Hacía
tiempo que no se habían visto, fue un cruce casual, una de esas
casualidades que se producen en la vida de los urbanitas. Las
ciudades, aun a pesar de su propia enfermedad, la megalópolis; están
segmentadas en rutas y barrios, y sus habitantes tienen una imagen,
un mapa propio que casi siempre es personal.
Luis
se hacía estas reflexiones, mientras veía alejarse a Clara, a ella,
la conocía desde la juventud, había sido un ligue no consumado, por
más que le había insinuado pasar juntos un “finde” en la cama,
Clara nunca cedió y a pesar de ello habían tenido una camaradería
sólida. Cierto que Clara le había presentado compañeras del
partido, que sí estaban por los amores clandestinos; clandestinos
para la moral burguesa de la época, para él “un zurdo de
derechas”, y para ellas militantes en la penumbra de unas
ideologías recién autorizadas, era una forma de ejercer la
libertad, su libertad.
Decía,
que Luís la vio alejarse, sorprendido aun por la efusión de su
saludo, su cuerpo menudo pegado al suyo dando y pidiendo calor, dando
calor y pidiendo afecto...
Ella
la había susurrado al oído un “me muero” que le resultó
erótico en el más amplio sentido.
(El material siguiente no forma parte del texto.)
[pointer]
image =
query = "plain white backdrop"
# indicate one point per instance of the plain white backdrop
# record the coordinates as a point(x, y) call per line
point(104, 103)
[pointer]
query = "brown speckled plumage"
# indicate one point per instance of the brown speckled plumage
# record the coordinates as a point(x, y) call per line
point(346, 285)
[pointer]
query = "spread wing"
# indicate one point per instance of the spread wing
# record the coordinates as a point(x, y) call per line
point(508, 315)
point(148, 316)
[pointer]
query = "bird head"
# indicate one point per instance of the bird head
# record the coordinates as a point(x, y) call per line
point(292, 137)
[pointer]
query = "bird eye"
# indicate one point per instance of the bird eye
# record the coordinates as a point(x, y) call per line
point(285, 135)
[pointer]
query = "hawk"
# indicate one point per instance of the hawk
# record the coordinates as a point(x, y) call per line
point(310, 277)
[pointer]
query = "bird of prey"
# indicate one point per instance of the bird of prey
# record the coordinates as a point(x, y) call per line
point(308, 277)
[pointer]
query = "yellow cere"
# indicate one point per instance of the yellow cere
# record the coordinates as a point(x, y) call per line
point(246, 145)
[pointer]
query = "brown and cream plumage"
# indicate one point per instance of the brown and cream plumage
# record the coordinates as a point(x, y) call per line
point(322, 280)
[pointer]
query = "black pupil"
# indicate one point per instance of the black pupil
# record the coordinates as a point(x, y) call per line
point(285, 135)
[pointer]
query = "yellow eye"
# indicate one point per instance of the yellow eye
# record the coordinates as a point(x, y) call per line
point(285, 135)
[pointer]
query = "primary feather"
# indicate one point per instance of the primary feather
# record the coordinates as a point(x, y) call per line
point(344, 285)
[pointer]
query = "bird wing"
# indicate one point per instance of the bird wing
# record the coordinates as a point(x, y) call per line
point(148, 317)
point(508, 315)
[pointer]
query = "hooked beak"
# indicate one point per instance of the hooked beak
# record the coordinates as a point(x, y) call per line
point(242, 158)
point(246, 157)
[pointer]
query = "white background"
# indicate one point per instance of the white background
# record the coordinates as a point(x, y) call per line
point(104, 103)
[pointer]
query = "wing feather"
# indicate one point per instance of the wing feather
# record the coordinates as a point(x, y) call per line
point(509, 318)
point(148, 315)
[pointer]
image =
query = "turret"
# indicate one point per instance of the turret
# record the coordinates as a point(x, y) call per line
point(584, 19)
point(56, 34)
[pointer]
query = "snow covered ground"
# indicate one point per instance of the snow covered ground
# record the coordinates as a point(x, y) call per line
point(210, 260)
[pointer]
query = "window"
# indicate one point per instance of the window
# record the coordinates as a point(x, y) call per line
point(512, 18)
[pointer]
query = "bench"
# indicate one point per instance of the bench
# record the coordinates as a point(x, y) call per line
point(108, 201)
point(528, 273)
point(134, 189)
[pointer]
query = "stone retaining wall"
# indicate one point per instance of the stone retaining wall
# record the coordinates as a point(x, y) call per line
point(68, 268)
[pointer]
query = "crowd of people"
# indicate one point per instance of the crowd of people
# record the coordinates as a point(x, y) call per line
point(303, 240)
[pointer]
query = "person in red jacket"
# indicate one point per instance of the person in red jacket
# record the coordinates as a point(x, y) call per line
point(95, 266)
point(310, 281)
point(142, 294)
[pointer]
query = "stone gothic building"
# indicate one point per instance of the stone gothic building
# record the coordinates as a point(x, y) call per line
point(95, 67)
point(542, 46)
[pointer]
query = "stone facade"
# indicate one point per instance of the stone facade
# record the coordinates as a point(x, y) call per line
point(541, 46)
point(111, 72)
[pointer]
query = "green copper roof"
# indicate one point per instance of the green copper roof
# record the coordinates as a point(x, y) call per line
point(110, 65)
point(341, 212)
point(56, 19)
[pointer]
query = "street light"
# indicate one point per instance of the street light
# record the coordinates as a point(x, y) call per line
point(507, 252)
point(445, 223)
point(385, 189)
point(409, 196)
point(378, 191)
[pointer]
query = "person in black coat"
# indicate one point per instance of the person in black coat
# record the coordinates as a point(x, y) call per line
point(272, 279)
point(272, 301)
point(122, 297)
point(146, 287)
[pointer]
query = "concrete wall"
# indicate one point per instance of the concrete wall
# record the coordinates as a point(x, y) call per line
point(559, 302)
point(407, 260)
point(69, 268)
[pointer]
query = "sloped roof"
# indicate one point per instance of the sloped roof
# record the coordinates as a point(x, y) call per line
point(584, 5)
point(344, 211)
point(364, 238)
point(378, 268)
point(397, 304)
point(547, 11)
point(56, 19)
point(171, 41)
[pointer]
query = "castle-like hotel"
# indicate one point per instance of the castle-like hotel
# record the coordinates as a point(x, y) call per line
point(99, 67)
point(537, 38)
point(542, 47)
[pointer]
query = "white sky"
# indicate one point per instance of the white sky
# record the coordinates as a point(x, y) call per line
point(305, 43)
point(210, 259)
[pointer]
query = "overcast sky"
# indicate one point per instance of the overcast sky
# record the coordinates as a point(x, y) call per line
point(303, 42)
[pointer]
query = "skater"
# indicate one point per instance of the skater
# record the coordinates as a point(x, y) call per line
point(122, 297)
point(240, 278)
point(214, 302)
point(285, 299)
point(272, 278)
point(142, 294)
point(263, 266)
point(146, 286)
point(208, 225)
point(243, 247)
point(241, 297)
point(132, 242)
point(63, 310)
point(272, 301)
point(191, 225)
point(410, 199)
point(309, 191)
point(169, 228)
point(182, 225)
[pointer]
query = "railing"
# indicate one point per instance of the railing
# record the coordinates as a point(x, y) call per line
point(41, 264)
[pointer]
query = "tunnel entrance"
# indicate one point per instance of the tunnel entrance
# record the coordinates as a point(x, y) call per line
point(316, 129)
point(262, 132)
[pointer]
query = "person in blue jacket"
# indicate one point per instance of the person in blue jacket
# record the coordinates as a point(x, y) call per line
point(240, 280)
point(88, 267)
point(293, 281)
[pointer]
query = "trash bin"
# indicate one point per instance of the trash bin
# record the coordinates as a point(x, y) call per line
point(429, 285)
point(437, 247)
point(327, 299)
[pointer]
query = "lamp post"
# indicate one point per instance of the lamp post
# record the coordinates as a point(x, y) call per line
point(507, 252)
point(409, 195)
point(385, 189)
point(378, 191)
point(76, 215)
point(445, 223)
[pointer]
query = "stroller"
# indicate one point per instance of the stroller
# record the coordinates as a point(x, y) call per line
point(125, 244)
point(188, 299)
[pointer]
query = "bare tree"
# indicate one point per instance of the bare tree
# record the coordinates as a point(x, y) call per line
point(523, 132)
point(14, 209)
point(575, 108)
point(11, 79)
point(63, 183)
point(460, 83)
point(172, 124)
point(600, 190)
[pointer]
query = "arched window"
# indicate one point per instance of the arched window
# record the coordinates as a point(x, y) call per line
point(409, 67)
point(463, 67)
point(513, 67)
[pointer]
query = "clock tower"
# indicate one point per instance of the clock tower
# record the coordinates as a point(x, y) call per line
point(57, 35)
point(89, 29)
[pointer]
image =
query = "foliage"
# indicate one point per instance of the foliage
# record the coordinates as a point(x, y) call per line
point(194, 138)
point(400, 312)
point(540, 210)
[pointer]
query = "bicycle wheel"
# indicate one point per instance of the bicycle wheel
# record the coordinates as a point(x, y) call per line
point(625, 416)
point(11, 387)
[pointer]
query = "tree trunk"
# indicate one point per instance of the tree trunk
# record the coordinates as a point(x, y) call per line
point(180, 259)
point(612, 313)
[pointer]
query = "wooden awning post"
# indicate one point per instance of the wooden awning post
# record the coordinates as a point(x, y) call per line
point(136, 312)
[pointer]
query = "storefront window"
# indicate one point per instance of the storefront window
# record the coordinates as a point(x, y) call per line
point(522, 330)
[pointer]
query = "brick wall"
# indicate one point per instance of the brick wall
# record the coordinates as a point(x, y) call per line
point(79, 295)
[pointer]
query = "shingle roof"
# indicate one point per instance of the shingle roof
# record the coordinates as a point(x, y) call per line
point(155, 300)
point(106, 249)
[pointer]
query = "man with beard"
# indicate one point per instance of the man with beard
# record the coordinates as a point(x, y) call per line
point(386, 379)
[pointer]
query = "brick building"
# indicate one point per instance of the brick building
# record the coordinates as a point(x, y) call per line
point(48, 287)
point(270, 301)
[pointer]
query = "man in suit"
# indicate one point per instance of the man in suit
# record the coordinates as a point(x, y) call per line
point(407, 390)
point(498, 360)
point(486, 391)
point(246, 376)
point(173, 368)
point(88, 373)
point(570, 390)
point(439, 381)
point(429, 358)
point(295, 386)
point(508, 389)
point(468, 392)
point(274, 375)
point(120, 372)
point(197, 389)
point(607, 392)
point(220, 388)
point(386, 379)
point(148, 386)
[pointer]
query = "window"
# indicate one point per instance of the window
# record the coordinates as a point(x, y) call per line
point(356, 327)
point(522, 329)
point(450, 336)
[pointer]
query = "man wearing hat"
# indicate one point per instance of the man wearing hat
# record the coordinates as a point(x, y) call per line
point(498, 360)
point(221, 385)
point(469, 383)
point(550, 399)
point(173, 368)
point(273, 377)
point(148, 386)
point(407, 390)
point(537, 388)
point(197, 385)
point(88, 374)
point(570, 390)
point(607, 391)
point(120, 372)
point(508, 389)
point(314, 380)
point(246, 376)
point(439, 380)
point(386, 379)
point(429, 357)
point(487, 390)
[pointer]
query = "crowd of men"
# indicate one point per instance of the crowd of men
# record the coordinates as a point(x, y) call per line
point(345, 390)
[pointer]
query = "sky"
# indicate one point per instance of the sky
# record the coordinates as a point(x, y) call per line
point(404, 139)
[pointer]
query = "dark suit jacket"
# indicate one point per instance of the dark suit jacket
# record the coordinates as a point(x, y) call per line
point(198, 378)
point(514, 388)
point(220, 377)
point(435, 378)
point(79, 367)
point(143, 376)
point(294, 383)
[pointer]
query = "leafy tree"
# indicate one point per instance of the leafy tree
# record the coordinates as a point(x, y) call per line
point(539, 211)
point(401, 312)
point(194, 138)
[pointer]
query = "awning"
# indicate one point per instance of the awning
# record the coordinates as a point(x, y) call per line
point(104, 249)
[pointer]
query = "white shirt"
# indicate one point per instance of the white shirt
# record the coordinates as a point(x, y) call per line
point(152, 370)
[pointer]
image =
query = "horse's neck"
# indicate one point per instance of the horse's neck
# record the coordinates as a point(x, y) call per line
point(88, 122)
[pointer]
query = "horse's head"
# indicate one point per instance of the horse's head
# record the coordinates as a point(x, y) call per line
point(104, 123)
Durante unos días, Luis buscó
en la memoria el que creía ser el mapa urbano de Clara, intentaba
tener otra vez un tropezón con ella, casi no recordaba de que habían
hablado, vagamente recordaba; que a su me muero, había contestado
con un afectuoso ¡Toma y yo! Es nuestro camino nacer para morir.
Pasaron
dos semanas, tal vez un mes como mucho, cuando el azar o el destino
los vino a reunir en otro bus urbano.
Esta
vez Clara volvió a pegar el cuerpo al suyo y sin mediar más palabra
se puso a darle unos besos diminutos en la boca. Él la dejó hacer,
y cuando llegaba a su parada se limitó a besarla bajo el lóbulo de
la oreja.
Clara
respondió con el abandono corporal que significaba hazme tuya. Se
miraron, Luis dijo ¿quieres? ella contestó, ven.
Bajaron
del auto-bus tres o cuatro paradas más tarde, recorrieron los cien
metros escasos que les conducían hacia un bloque de apartamentos, y
se entregaron el uno al otro, sin prisa y sin pausa con la
meticulosidad del artesano, con la unción del oficiante religioso.
Eran
las primeras horas del véspero, cuando se despidieron Luis la miró
con una pregunta que no se atrevió a formular, pero lo
suficientemente inteligible para que Clara contestase como diciendo:
Era una deuda vieja algo que sonaba a escusa, y a pesar de ello no
quiso entrar en una disección de significado.
Pasaron
días, y otra vez la casualidad o el destino vino a reunirlos, pero
esta vez la imagen de Clara era lo suficientemente explícita para no
crear equívocos. Cuando Luis vio a Clara bajo los estragos de la
quimioterapia ya no le quedó duda, la volvió a abrazar esta vez con
todo el calor humano de que fue capaz. No hubo palabras ni sexo.